If you could say something to yourself—years ago, when trauma had its most debilitating effects—what would it be?


If given the chance to empower my younger self, I would tell her it’s okay to grieve these horrible things she experienced, that her healing is rooted to moving through this grief journey. Then I would hold her chin in my hands so we’re eye-to-eye when I remind her that she is precious and her assault does not define or ruin her.


What do you want readers to come away with once they’ve read Warrior Sister: Cut Yourself Free from Your Assault?


I want readers to be filled with hope and renewed confidence in their self-worth and total well-being. I also want readers to feel a sense of connection to a sisterhood within which they will always belong and be accepted as they are in every stage of their recovery journey.

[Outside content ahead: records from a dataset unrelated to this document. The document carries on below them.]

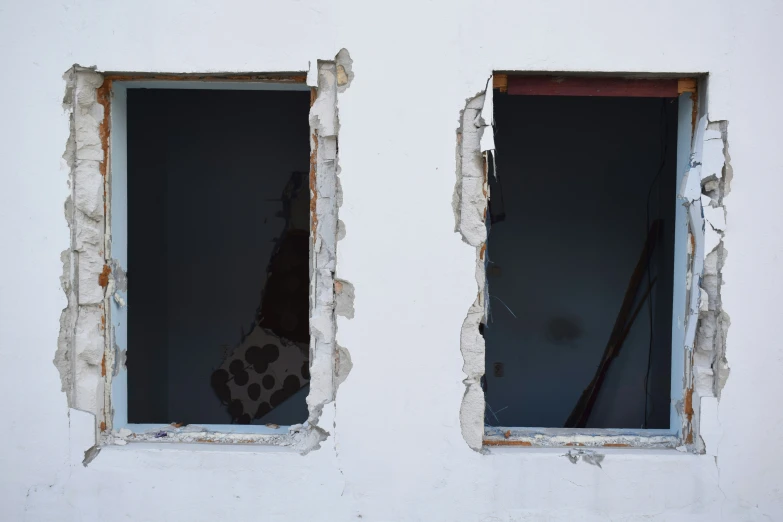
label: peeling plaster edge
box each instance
[59,54,354,458]
[678,114,733,456]
[452,77,733,453]
[484,427,681,449]
[452,87,494,451]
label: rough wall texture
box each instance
[681,117,733,455]
[54,49,354,450]
[452,93,492,451]
[54,66,110,417]
[0,0,783,522]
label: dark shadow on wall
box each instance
[483,95,677,428]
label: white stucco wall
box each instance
[0,0,783,521]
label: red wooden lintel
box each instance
[508,75,679,98]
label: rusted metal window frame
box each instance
[483,72,706,449]
[97,72,318,446]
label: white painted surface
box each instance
[0,0,783,522]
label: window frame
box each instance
[462,72,707,449]
[63,63,353,446]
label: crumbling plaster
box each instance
[0,0,783,522]
[54,49,354,456]
[452,77,733,450]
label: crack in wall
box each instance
[54,65,108,418]
[452,77,733,452]
[54,49,354,452]
[452,88,491,451]
[679,115,733,455]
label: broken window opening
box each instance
[126,85,310,425]
[481,81,695,430]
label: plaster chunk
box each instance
[73,161,104,215]
[78,249,105,305]
[701,136,724,180]
[452,85,494,451]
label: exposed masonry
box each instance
[452,79,733,450]
[54,49,354,456]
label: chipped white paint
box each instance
[54,67,106,422]
[55,49,354,452]
[0,0,783,522]
[453,88,492,451]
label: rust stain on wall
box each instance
[484,440,533,448]
[98,265,111,286]
[106,73,307,83]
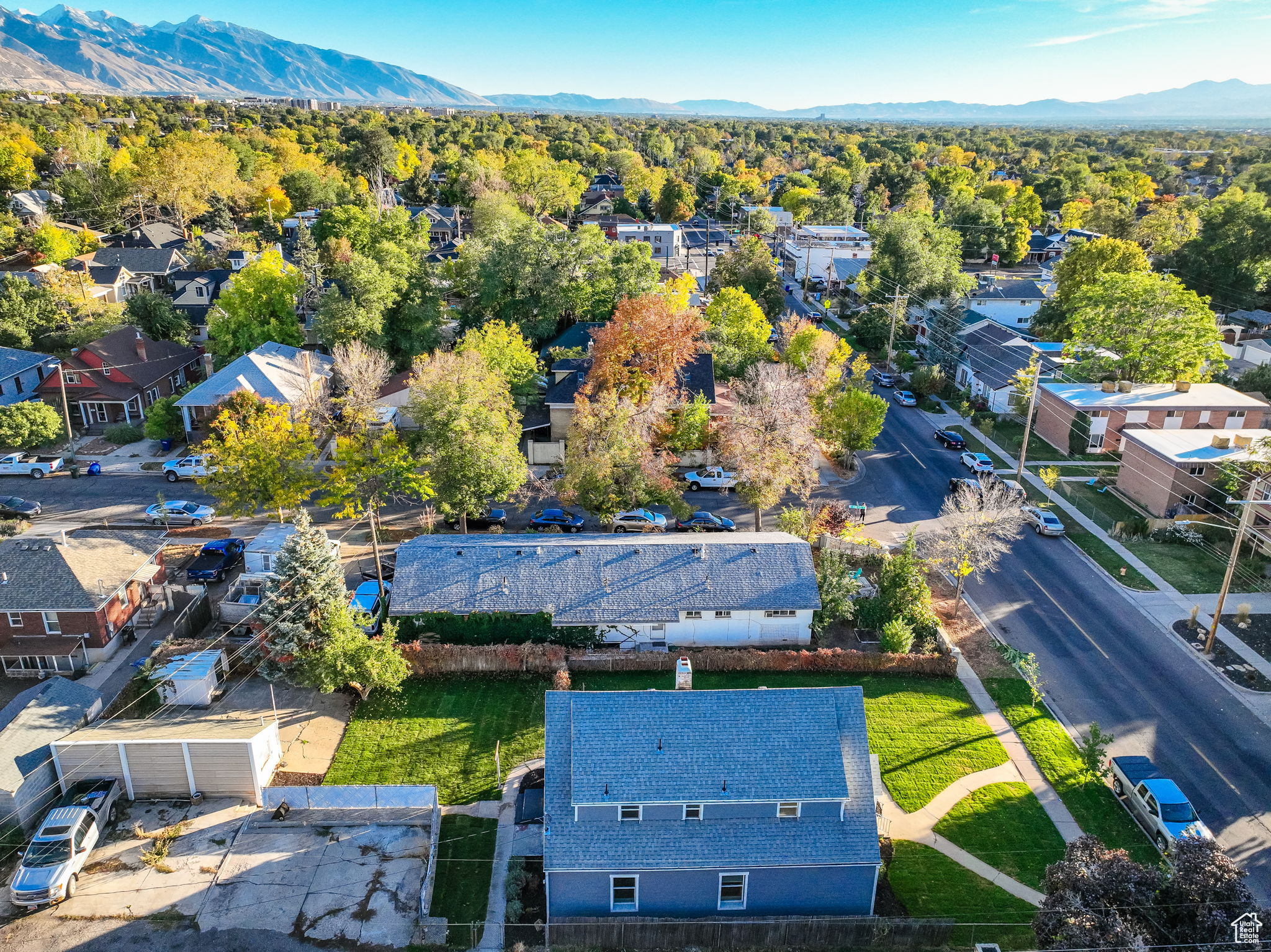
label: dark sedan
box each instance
[0,496,39,519]
[675,510,737,532]
[530,510,582,532]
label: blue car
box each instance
[530,510,582,532]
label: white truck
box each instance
[684,467,737,492]
[0,452,62,479]
[9,776,124,910]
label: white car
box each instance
[958,452,992,473]
[1019,506,1066,535]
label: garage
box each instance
[52,717,282,806]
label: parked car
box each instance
[684,467,737,492]
[0,496,39,519]
[1108,757,1214,854]
[146,500,216,526]
[530,510,583,532]
[675,510,737,532]
[163,456,216,483]
[958,452,992,473]
[9,776,124,909]
[348,581,393,634]
[1019,506,1066,535]
[446,508,507,529]
[186,539,246,582]
[614,508,666,532]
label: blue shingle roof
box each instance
[390,532,821,626]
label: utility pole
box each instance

What are you working on next?


I have several projects in the works at different stages. One of my currently finished books, New Wilderness, is a poetry collection that chronicles a mother’s eyewitness of her daughter’s brain cancer experiences as well as what it was like raising a spirited child with mental illness. I also have a hybrid collection of short stories, vignettes, and poems entitled Stubborn Silence, which explores the silences women are forced, encouraged, or choose to keep. One work in progress in this self-help series is Warrior Sister, Let’s Talk GIRL CODE. In these cancel culture times, it’s time for young girls and women to come together and rewrite SISTER CODE. Let’s Talk GIRL CODE explores girl-on-girl bullying, gaslighting, cancel culture, and the bystander effect and how these interactions are dividing teens and young women during moments in their journey they need their sisterhood most. I also have another warrior sister work in progress: Warrior Sisters, Go Back for the Girl. This book is inspired by my work with survivors of sex-trafficking and sexual exploitation. It’s focused on understanding how trafficking and exploitation really happen and in reducing acts of violence and exploitation committed against young girls and women in more commercialized instances. As the name suggests, I’m provoking a movement to become informed warriors who take actions to help our fellow sisters who are enslaved to sexual violence and/or exploitation escape their captivity.